Zelltherapie verhindert Organ-Abstoßung

KIEL (ple). Forscher in Kiel und den USA haben möglicherweise einen Weg gefunden, die Immunsuppression nach einer Transplantation zu reduzieren oder ganz überflüssig zu machen. Bei einem Patienten gelang es damit sogar, acht Monate lang ohne Immunsuppression auszukommen.

Eine Antigen-präsentierende Zelle (grün) informiert Lymphozyten (orange)

Foto: dpa

Seit einigen Jahren erforschen Kieler Ärzte um Professor Fred Fändrich Möglichkeiten, die Transplantat-Abstoßung nach einer Organspende auch ohne immunsuppressive Therapie zu verhindern (wir berichteten). Dazu erforschen sie sogenannte TAIC-Zellen (transplant acceptance-inducing cells). Diese Lymphozyten wurden aus dem Blut des potenziellen Organempfängers isoliert und mit Zellen des Spenders vor der Transplantation zusammengebracht. Die dadurch veränderten Empfängerlymphozyten wurden dann vor oder nach der Transplantation refundiert.

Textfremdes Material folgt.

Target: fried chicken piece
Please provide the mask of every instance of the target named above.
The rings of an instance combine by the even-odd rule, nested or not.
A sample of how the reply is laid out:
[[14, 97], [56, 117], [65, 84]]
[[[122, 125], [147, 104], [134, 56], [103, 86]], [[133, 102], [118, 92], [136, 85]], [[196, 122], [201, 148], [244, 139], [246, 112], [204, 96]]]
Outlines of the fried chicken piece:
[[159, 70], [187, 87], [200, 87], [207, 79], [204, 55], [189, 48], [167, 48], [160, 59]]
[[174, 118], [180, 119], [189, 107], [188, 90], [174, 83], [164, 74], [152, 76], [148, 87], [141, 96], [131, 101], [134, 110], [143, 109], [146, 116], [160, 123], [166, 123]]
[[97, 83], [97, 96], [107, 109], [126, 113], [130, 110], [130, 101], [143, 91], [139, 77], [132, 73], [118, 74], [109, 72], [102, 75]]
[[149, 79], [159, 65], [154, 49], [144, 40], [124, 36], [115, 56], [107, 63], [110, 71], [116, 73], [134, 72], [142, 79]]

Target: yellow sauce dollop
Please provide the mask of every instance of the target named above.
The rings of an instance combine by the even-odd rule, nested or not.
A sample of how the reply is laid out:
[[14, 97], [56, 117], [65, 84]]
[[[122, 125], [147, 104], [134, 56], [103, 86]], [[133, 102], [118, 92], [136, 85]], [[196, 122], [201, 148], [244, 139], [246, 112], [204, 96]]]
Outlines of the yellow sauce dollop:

Inzwischen liegen erste Daten mehrere Studien mit insgesamt 17 Nierenempfängern vor (Transplant International 21, 2008, 728 und 724). Bei 10 von 12 Nierenempfängern, die die TAIC-Zellen zusammen mit einer immunsuppressiven Therapie nach der Op erhielten, gelang es, die Immunsuppression acht Wochen ab der vierten Woche nach der Transplantation auszusetzen und danach auf einer sehr niedrigen Immunsuppressiva-Dosis zu halten.

In einer anderen Studie konnte sogar bei einem Organempfänger die Immunsuppression sogar acht Monate lang ausgesetzt werden, ohne dass es zu einer Organabstoßung gekommen ist. Er hatte eine Niere von einem Lebendspender erhalten. Seine TAIC-Zellen waren ihm vor der Operation reinfundiert worden.

Die Transplantationsmediziner betonen, dass die Ergebnisse der Phase-II-Studien noch kein Beweis seien, dass diese Methode zur Verhinderung der Organabstoßung tatsächlich funktioniert. Sie belegten zumindest, dass sich TAIC-Zellen sicher herstellen und reinfundieren lassen.